What will the future of payments look like?

a road sign saying the future next exit

To mark next month’s 30th annual Payments Knowledge Forum conference, PaymentEye caught up with three of the event’s speakers: Nick Telford Reed, the director of Technology Innovation at Worldpay; Brian Cunnington, Business Architect at World Class Payments Project, Payments UK and the futurologist Ian Pearson, Futurizon.

We caught up with them about the current industry landscape, covering topics such as Bitcoin, the rise of contactless and future of cash, as well as getting a preview of the things they will be talking about during their presentations at the event.


Making payments ‘more human’

The key theme of the conference is ‘The User Experience’,  so naturally our first question to Dr Ian Pearson, the second keynote speaker, was how he sees that payment feature evolving in the future?

He believes that over time focus will be shifted towards “making payments more human and provides the example of a parent giving money to their children – rather than involving some complex transaction, one just hands over the money and Ian says it would be nice to make future payments as “intuitive” as that.

When asked about his thoughts on the term ‘disruptive’, the buzzword that makes industry experts flinch and grimace faster than rotten eggs, he says it is not the best description for the current state of innovation.

He posits “stimulative technology” is more apposite than ‘disruptive’ because new technology methods don’t “remove businesses” but rather create many more opportunities and stimulate enterprises.

In terms of cash, Ian says, “It will last as long as there is still a convenience factor or a trust factor in play. At the moment people don’t trust electronics completely.”

He also mentions the “beggar in the street test” which asks how easy is it to give £1 to a beggar through various means. If it’s not as easy as throwing a pound into a hat then “we are not there yet”, and he adds that with electronic means, it’s not as easy as giving the physical coin.


Cash isn’t going just yet

Payments UK’s Brian Cunnington also suggests that cash isn’t going anywhere just yet.

He believes cash will continue to play an important role in the payments of the future, and that despite the news that cashless transactions have overtaken cash ones for the first time, he points out that “cash remains the most popular payment method by volume, followed by the debit card, which accounted for 24% of all payments last year”.

 His presentation at next month’s conference asks What Does a Future World Class Payments Vision Look Like? and when we asked him what the key features of a perfect experience looked like, he revealed that Payment UK’s analysis revealed 13 important features.
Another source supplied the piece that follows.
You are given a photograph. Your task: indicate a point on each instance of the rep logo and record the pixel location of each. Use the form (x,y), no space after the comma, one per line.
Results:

“Open access to the payments infrastructure would enable healthy competition and innovation in the industry which will create the environment for the steady stream of improvements that customers want to see.”

Certain ideas were appealing to different customer groups, something that Brian found particularly interesting. The idea of confirmation of payee was something that had a high level of cross-group agreement.

Brian also highlighted that to achieve a world class payment vision, more control over outgoing payments for customers and enhanced data must also be prioritised. Such features would greatly benefit a crucial part of the economy – small businesses. They would be able to operate much more efficiently “whilst enhanced data would make it possible to provide additional reference information with an electronic payment helping businesses better reconcile payments”.

On the topic of Bitcoin, Brian stresses that international consistency and at a global level is important to ensure that digital currencies do not slip into “jurisdictions that do not have formal regulation”.

“Provided that risks are adequately addressed, digital currencies such as Bitcoin could provide new benefits for customers,” he adds.


NFC ‘has a role to play’

Worldpay’s Nick Telford-Reed describes Bitcoin as interesting given its current state.

“It seems to be used mainly for trading purposes rather than traditional retail ecommerce.”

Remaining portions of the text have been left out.